2-7.高位貴族の親子関係
ライース兄様の厳しい拒絶に、お父様は長々と大きなため息を吐きだした。
お父様が今、どういう顔をしているのかは、ライース兄様の背中が邪魔をしてよくわからない。
でも、六歳のフレーシアが震え怯えるほど、お父様はそれほど怒っていないような気がした。
いまの段階でいうと、ライース兄様とお父様の関係は、『とても微妙』という評価がつきそうな具合だった。
険悪ではないのだけど、少しばかりふたりの間には距離がある。
埋まることのない溝というべきなのか……。
ふたりとも教養のあるヒトだから、いきなり殴り合いの喧嘩とかにはならない。
だが、ライース兄様の静かだけど、強い拒絶をあたしは感じ取っていた。
ふたりの間には父と子の親しさがなかった。よそよそしい空気と緊張が常にただよっている。
高位貴族の親子関係とは、もとからこういう他人行儀に近いものなのかもしれない。
これは前世の記憶を思い出したあたしだから感じる違和感であって、もともとこの『キミツバ』の中で生きている上流階級のひとたちには珍しくもないことだろう。
上流層になると、父親は王都の屋敷、子どもたちは領地の屋敷で幼年期を過ごしたり、妻ごとに別邸を与えられたりしている。母親ではなく乳母に育てられ、しばらくすると教育係がつくのが一般的だ。
庶子のフレーシアなど、年に数回しかお父様とは会っていないし、親しく会話をした回数となるともっと少ない。
お父様はアドルミデーラ家の家長として、長兄のライース兄様には毅然とした態度を崩さない。
ライース兄様もライース兄様で、貴族の子息として礼儀正しく父親に接し、アドルミデーラ家の後継として、お父様をたしなめたりはしている。
このような反抗的な態度をとっても無事でいられるのは、ライース兄様が優秀な長兄であるからだ。

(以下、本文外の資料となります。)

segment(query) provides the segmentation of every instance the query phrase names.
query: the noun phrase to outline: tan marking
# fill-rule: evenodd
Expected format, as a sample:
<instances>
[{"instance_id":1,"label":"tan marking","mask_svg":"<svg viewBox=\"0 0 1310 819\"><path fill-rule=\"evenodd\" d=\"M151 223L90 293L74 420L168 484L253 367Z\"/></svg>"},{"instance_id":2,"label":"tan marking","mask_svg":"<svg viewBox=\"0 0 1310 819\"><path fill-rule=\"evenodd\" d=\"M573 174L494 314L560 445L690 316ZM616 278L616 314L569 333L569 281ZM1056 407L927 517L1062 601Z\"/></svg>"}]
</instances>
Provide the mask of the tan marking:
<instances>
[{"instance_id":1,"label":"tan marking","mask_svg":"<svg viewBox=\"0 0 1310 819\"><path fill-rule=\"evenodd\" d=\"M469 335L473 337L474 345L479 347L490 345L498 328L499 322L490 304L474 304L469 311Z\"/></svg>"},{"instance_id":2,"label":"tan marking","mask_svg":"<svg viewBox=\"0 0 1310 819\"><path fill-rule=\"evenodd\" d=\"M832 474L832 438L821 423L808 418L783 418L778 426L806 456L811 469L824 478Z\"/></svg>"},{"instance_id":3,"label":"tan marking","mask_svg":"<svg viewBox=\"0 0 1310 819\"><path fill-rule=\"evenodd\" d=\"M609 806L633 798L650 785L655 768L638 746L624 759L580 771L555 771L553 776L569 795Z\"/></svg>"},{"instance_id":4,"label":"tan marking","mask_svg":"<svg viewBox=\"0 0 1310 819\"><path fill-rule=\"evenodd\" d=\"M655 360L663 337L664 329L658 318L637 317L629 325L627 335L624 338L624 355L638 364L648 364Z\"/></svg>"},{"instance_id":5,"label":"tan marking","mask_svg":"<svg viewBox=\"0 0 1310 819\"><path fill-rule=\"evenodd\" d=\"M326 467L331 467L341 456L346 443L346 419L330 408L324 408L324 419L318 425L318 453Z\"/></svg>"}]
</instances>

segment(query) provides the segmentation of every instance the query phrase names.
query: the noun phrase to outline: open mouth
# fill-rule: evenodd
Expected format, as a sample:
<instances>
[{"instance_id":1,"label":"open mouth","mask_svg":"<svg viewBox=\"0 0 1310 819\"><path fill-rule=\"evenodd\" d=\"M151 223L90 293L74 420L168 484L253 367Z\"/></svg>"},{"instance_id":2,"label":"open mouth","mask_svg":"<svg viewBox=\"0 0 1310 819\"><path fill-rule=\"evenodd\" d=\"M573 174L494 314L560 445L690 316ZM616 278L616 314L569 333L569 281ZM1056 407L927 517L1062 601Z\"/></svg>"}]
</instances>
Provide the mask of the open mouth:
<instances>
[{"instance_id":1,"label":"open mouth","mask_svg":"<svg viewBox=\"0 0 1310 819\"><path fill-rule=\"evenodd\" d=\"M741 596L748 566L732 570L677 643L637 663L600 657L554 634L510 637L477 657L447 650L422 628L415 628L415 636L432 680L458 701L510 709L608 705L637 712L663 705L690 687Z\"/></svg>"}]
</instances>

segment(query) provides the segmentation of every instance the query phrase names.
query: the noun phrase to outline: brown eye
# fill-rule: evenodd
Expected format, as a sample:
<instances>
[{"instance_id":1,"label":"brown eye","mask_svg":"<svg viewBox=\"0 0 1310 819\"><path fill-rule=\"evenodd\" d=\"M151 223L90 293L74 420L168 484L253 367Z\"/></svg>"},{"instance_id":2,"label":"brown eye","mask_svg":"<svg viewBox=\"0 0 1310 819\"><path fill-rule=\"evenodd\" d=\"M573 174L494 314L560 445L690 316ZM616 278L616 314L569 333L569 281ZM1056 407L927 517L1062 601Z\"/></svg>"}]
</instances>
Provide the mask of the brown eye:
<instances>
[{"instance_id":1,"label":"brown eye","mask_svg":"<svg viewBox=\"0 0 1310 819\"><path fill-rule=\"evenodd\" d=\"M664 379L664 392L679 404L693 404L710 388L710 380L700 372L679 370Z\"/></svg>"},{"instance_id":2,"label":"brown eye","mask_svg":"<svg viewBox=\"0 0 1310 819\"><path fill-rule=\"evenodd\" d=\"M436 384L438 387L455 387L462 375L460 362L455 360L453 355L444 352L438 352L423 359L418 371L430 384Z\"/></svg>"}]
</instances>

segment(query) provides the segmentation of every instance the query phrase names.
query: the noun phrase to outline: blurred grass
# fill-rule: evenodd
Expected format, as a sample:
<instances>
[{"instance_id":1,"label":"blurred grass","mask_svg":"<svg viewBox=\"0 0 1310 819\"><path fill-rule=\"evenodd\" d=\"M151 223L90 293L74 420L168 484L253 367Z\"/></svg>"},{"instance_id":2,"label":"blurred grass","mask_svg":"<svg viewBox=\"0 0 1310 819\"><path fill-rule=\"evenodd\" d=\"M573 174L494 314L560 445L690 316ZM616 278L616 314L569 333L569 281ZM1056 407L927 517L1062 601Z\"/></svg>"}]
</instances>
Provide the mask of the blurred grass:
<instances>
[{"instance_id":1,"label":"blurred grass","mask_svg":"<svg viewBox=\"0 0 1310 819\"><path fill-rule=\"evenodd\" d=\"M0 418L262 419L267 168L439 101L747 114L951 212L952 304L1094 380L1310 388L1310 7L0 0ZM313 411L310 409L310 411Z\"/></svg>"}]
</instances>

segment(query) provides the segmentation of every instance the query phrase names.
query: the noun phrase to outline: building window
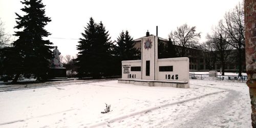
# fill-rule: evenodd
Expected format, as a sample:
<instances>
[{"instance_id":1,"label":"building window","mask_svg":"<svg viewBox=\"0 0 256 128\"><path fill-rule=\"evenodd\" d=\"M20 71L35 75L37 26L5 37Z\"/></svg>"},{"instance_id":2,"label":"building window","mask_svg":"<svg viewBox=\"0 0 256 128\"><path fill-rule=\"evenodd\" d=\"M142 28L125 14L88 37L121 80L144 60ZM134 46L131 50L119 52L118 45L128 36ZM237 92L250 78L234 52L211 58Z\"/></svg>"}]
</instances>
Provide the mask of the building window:
<instances>
[{"instance_id":1,"label":"building window","mask_svg":"<svg viewBox=\"0 0 256 128\"><path fill-rule=\"evenodd\" d=\"M140 66L131 67L131 71L141 71Z\"/></svg>"},{"instance_id":2,"label":"building window","mask_svg":"<svg viewBox=\"0 0 256 128\"><path fill-rule=\"evenodd\" d=\"M204 58L200 59L200 62L204 62Z\"/></svg>"},{"instance_id":3,"label":"building window","mask_svg":"<svg viewBox=\"0 0 256 128\"><path fill-rule=\"evenodd\" d=\"M159 72L173 72L173 67L168 66L159 66Z\"/></svg>"},{"instance_id":4,"label":"building window","mask_svg":"<svg viewBox=\"0 0 256 128\"><path fill-rule=\"evenodd\" d=\"M204 70L204 65L200 65L200 70Z\"/></svg>"}]
</instances>

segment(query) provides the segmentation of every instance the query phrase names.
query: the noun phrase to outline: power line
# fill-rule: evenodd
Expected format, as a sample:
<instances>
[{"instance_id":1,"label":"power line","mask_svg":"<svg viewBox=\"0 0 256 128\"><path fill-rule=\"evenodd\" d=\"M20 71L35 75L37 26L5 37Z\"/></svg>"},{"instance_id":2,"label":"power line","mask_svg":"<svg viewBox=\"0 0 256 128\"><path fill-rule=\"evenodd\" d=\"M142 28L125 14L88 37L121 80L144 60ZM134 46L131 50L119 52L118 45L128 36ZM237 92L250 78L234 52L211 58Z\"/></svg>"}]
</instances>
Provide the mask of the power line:
<instances>
[{"instance_id":1,"label":"power line","mask_svg":"<svg viewBox=\"0 0 256 128\"><path fill-rule=\"evenodd\" d=\"M13 35L7 34L7 35L16 37L16 36L15 36L15 35ZM61 38L61 37L45 37L45 38L53 38L53 39L75 39L75 40L79 40L79 39L77 39L77 38Z\"/></svg>"}]
</instances>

ライース兄様がお父様に対して攻撃的な態度をとる原因は――ゲームの公式設定を信じるのなら――ジェルバ・アドルミデーラ侯爵の正妻にあった。
ジェルバ・アドルミデーラ侯爵は、正妻の言いなりで、ライース兄様の母親を表立ってかばうことをしなかった。
ライース兄様の母親もそして、あたし……フレーシアの母親も、正妻の嫉妬によって殺されたようなものである。
正妻と側室との争い。
それはアドルミデーラ家に限ったことではなく、『キミツバ』の上流貴族の家ではよくあるもめごとだ。
ライースだけが背負っている悲劇ではない。
ライース以外の攻略キャラも、正妻と側室との争いやら、後継問題、一族内のゴタゴタに巻き込まれて、心になにかしら傷を負っている。
自分だけが特別な生い立ちではない……ということをライースも自覚している。
夫のとりあい。
正妻の地位のとりあい。
後継者の椅子のとりあい。
財産をめぐっての争い。
それは、いじめとか、いやがらせとか、かわいらしいレベルではなかった。
女と女の生きるか死ぬかのガチな争いだった。
妻たちの間では、夫の目が届かないところで、生命のやりとりがおこなわれていたのだ。